A subdomain takeover occurs when an attacker gains control over a subdomain of a target domain, usually when the subdomain has a canonical name (CNAME) in the Domain Name System (DNS), but no host is providing content for it.

“This can happen because either a virtual host hasn’t been published yet or a virtual host has been removed,” Ahmed Elmalky, who discovered the issue, told The Daily Swig.

“An attacker can take over that subdomain by providing their own virtual host and then hosting their own content for it. The visitor will have no clue if something bad happened because he [can] still access the legitimate domain.”

Using a subdomain takeover, attackers can send phishing emails from the legitimate domain, perform cross-site scripting (XSS) attacks, or even damage the reputation of the brand associated with the domain.

The exploit

In a blog post, Elmalky described how he was able to exploit the vulnerability by finding a page that was hosted by Flywheel but wasn’t set up correctly.

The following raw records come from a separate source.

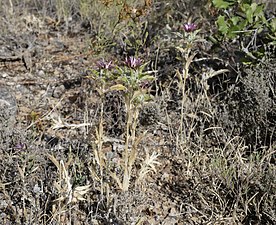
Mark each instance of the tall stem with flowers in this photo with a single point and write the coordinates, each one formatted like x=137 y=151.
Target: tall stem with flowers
x=188 y=36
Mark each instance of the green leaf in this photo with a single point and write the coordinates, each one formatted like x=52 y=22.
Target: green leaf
x=223 y=25
x=273 y=25
x=221 y=4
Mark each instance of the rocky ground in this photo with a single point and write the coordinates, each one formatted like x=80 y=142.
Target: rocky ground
x=50 y=115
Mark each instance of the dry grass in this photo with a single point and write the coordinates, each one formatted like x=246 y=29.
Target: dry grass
x=200 y=150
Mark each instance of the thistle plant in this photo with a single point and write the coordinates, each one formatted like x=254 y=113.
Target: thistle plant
x=134 y=83
x=188 y=37
x=131 y=79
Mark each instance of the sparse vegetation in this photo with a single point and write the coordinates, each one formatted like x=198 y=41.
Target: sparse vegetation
x=137 y=112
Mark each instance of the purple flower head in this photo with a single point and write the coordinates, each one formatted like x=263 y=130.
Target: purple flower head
x=20 y=146
x=133 y=62
x=189 y=27
x=102 y=64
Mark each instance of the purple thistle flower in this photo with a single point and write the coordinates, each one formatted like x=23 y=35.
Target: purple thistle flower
x=133 y=62
x=102 y=64
x=189 y=27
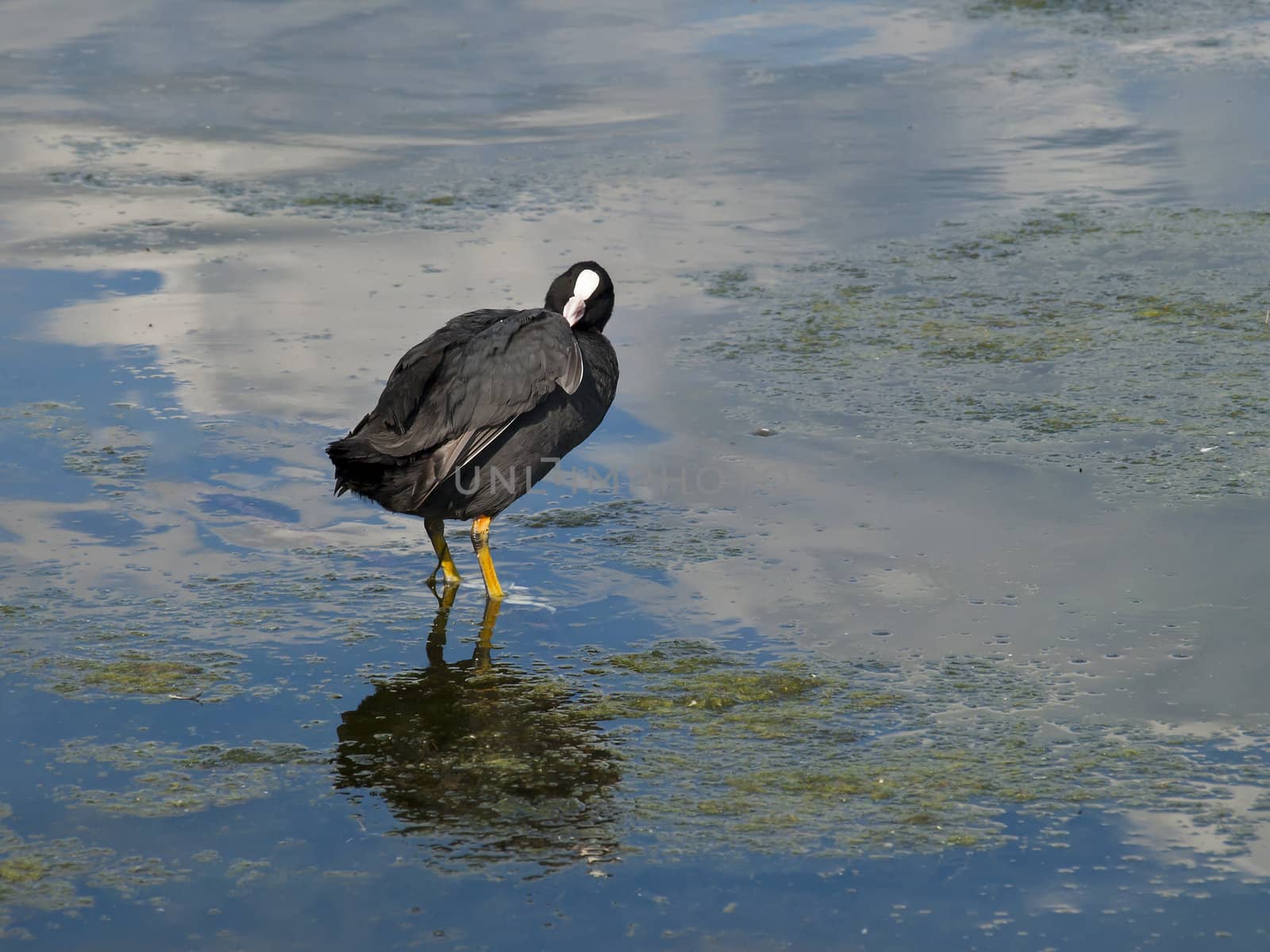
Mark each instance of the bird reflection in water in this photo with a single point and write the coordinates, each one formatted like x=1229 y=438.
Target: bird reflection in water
x=482 y=761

He subscribed to Flywheel for $15, created a site, and linked it to the vulnerable subdomain. Thus, he had taken it over.

“An attacker can use this misconfiguration to take over the subdomain, publish arbitrary content, run malicious JavaScript code at the user’s end, harvest credentials using phishing attack[s], deface a website… [and] steal the cookies of the user if cookies are scoped to the parent domain and escalate to account takeover,” Elmalky wrote.

The severity of the attack was listed as ‘high’.

The mitigation

In order to protect against this simple but severe attack, end users should audit available DNS records and make sure they are aware of how exactly they are used and what type of services or applications are managed on them, Elmalky told The Daily Swig.

He added: “Review your DNS entries and remove all entries which are active but no longer in use – especially those pointing to external services.

“Make sure to remove the stale CNAME record in the DNS zone file. Ensure your external services are configured to listen to your wildcard DNS.

“Don’t forget the ‘off-boarding’ – add ‘DNS entry removal’ to your checklist,” he continued. “When creating a new resource, make the DNS record creation the last step in the process to avoid it from pointing to a non-existing domain.

“Continuously monitor your DNS entries and ensure there are no dangling DNS records.”

The researcher, from US-based cyber threat intelligence company Resecurity, also said that in his work he has seen “several campaigns by threat actors and hacking groups actively leveraging this flaw”.

Elmalky explained: “They create fake websites using legitimate subdomains (A-records) of well-known organizations and deploy their malicious code or phishing content or other harmful scenarios to attack the end users.”

The Daily Swig has reached out to Flywheel but did not receive a reply. This article will be updated if and when we do.